Le constructeur a réalisé en 2007 un résultat net multiplié par cinq à 885 millions d'euros pour un chiffre d'affaire de 60,6 milliards (+7,1 %). Sa marge opérationnelle passe de 2 % à 2,9 %. L'essentiel de cette amélioration provient de l'activité automobile. Même si elle est reste encore modeste, la marge opérationnelle a été multiplié par trois (1,8 % contre 0,6 % en 2006). Pour 2008, le groupe vise une marge opérationnelle consolidée de 3,5 % et des ventes comprises entre 3,5 à 3,6 millions d'euros. Pour la première fois depuis 2002, PSA a vu ses ventes augmenter de 1,2 % en Europe.

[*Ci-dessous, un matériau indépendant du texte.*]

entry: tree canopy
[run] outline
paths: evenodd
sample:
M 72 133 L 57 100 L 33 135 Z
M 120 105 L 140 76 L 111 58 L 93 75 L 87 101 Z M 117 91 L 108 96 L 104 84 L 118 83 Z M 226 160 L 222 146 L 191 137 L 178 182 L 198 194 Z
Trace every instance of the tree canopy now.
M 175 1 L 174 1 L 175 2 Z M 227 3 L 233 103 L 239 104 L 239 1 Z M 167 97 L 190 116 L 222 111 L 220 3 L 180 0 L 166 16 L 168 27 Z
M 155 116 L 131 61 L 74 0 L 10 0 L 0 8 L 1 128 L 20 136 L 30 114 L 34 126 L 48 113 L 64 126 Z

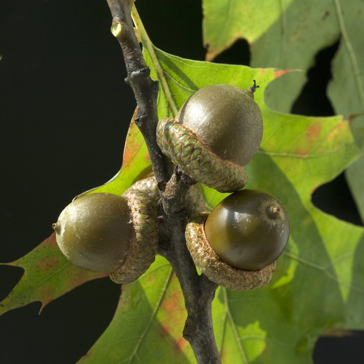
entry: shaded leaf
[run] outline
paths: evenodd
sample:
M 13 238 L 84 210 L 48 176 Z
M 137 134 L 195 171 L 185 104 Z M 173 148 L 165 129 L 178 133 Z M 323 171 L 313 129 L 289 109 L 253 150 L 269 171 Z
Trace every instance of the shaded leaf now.
M 134 122 L 136 114 L 136 110 L 128 132 L 121 170 L 109 182 L 83 195 L 97 192 L 121 195 L 135 181 L 150 171 L 146 146 Z M 59 250 L 54 233 L 25 256 L 7 264 L 22 267 L 25 272 L 9 296 L 0 302 L 0 314 L 36 301 L 41 302 L 41 310 L 78 286 L 107 275 L 85 270 L 71 262 Z
M 161 257 L 138 280 L 123 286 L 115 315 L 82 364 L 193 362 L 181 336 L 187 313 L 169 264 Z
M 279 3 L 266 0 L 254 3 L 247 0 L 203 0 L 203 6 L 204 43 L 209 60 L 242 38 L 250 46 L 252 67 L 307 71 L 313 66 L 317 52 L 341 37 L 332 62 L 332 80 L 328 95 L 337 114 L 345 118 L 361 114 L 354 120 L 353 131 L 358 127 L 363 128 L 362 1 L 289 0 Z M 289 111 L 305 80 L 303 74 L 295 72 L 277 79 L 267 88 L 267 104 L 276 110 Z M 361 165 L 364 162 L 359 163 Z M 357 166 L 359 164 L 349 167 L 346 176 L 364 221 L 364 172 Z
M 122 195 L 133 183 L 145 178 L 152 171 L 150 159 L 144 139 L 134 120 L 137 109 L 134 112 L 125 141 L 121 169 L 104 185 L 81 194 L 107 192 Z
M 353 132 L 364 127 L 364 50 L 362 34 L 364 3 L 353 1 L 335 1 L 341 39 L 332 62 L 332 80 L 328 95 L 336 112 L 353 119 Z M 360 29 L 360 30 L 359 30 Z M 358 31 L 359 30 L 359 31 Z M 360 146 L 364 151 L 362 143 Z M 349 167 L 345 177 L 358 209 L 364 222 L 364 157 Z
M 340 116 L 304 117 L 267 107 L 265 89 L 281 74 L 273 69 L 193 61 L 154 51 L 179 108 L 211 84 L 246 88 L 254 79 L 260 85 L 254 99 L 264 134 L 246 167 L 248 185 L 282 201 L 291 237 L 269 286 L 245 292 L 219 289 L 213 302 L 215 335 L 224 363 L 311 362 L 316 341 L 327 329 L 364 327 L 363 312 L 357 309 L 363 271 L 356 258 L 363 248 L 364 230 L 323 213 L 310 201 L 316 188 L 357 158 L 362 135 L 355 139 L 349 122 Z M 150 62 L 147 54 L 146 58 Z M 211 207 L 225 195 L 207 187 L 203 191 Z
M 250 46 L 252 67 L 306 71 L 316 54 L 340 36 L 331 0 L 203 0 L 202 4 L 203 41 L 209 60 L 244 38 Z M 289 111 L 305 81 L 301 72 L 276 80 L 267 88 L 267 104 Z
M 24 272 L 0 302 L 0 315 L 37 301 L 41 302 L 41 310 L 47 303 L 78 286 L 107 275 L 85 270 L 70 261 L 58 248 L 55 232 L 22 258 L 5 264 L 21 267 Z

Son cheval de bataille : la réduction des coûts. Objectif : être le groupe le plus compétitif en Europe en 2015. En 2007, les économies ont atteint 932 millions d'euros. Le groupe a vu partir 10 200 personnes en Europe dont 8 229 en France. Et en 2008, 3 000 personnes doivent quitter PSA, sans compter quelque 2 500 départs naturels.
Pour répondre à ces attentes, le groupe prévoit de lancer en 2008 vingt modèles contre huit en 2007. Pour gagner son pari, vendre 4 millions de véhicules en 2010, M. Streiff a une théorie, baptisée « max-max », pour : « maximum de synergies entre les deux marques, mais maximum de différenciation ».
« Je préfère avancer dans le chaos que piétiner dans l'ordre », affirme Christian Streiff, qui ne connaît que trois vitesses : « Vite, très vite et encore plus vite. »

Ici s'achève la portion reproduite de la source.